Users sign in with their existing Facebook account, at which point their groups, profile and activity carry over. Posts can be made under a nickname, in the same way they can in the main Facebook app, although group administrators can still see real identities.

Anything posted on Forum shows up in the corresponding group on Facebook, and vice versa, so the product is less a separate network than a separate front door into the one Meta already has.

The feed is the differentiator. Where Facebook’s main timeline mixes friends, Pages, algorithmic suggestions and ads, Forum’s surfaces only conversations from groups a user is in, with prompts to discover others. Two AI features sit on top.

The first, “Ask,” lets users put a question to the app and receive an answer compiled from discussions across groups, sparing them the chore of searching one at a time.

The second is an admin assistant designed to help moderators run groups and handle moderation. Both are pitched as time-savers rather than as the product’s defining feature.

This is not Meta’s first standalone Groups app.
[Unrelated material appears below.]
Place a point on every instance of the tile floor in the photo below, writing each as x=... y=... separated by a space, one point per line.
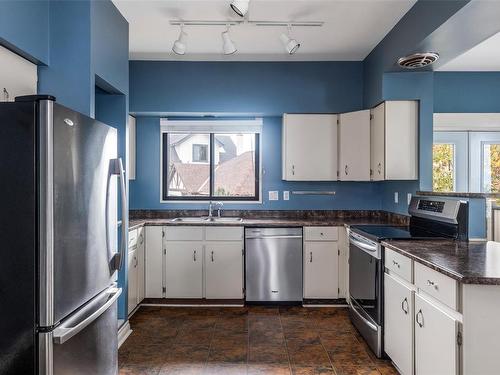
x=246 y=340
The company shipped one in November 2014 and shut it down in 2017, for reasons it never made especially clear at the time.

The Reddit framing is also conspicuous given timing: Reddit went public in March 2024, has spent the past two years licensing its data to AI companies for training, and remains the closest thing the consumer internet has to a working community-discussion product at scale. A Facebook-flavoured competitor with an AI answer tab is, at minimum, a recognisable shape.
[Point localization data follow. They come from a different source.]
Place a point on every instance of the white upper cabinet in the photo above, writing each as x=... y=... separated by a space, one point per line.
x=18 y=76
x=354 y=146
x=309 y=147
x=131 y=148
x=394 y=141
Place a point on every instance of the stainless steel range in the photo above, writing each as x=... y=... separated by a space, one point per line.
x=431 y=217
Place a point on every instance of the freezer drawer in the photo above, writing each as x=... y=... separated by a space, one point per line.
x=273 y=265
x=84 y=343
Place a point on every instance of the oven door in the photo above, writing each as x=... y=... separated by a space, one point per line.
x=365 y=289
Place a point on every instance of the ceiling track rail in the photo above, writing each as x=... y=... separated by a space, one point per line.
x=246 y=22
Forum is the second new Meta app in roughly a month. In late April, the company began testing Instants, a standalone Instagram companion for disappearing photos that borrows visibly from BeReal and Snapchat. Meta Edits, last year’s CapCut-shaped video editor, sits in roughly the same lineage.

That cadence is not an accident. The Wall Street Journal reported earlier this month that Zuckerberg told staff in an internal Q&A that AI-driven efficiency was allowing Meta to build more products with smaller teams, and that he and chief product officer Chris Cox had discussed whether the company could ship 50 new apps.

He then talked himself partway back down: “Like, yeah probably. But we probably should start by doing a few before we just, like, ramp up trying to do 50 all at once.”

Forum is one of the few. Whether users want a separate app for their Facebook groups, with an AI tab attached, is the question the spokesperson’s testing line was designed not to answer. The 2014 Groups app suggests one historical data point. The fate of Instants, Edits, and whatever ships next will produce the rest.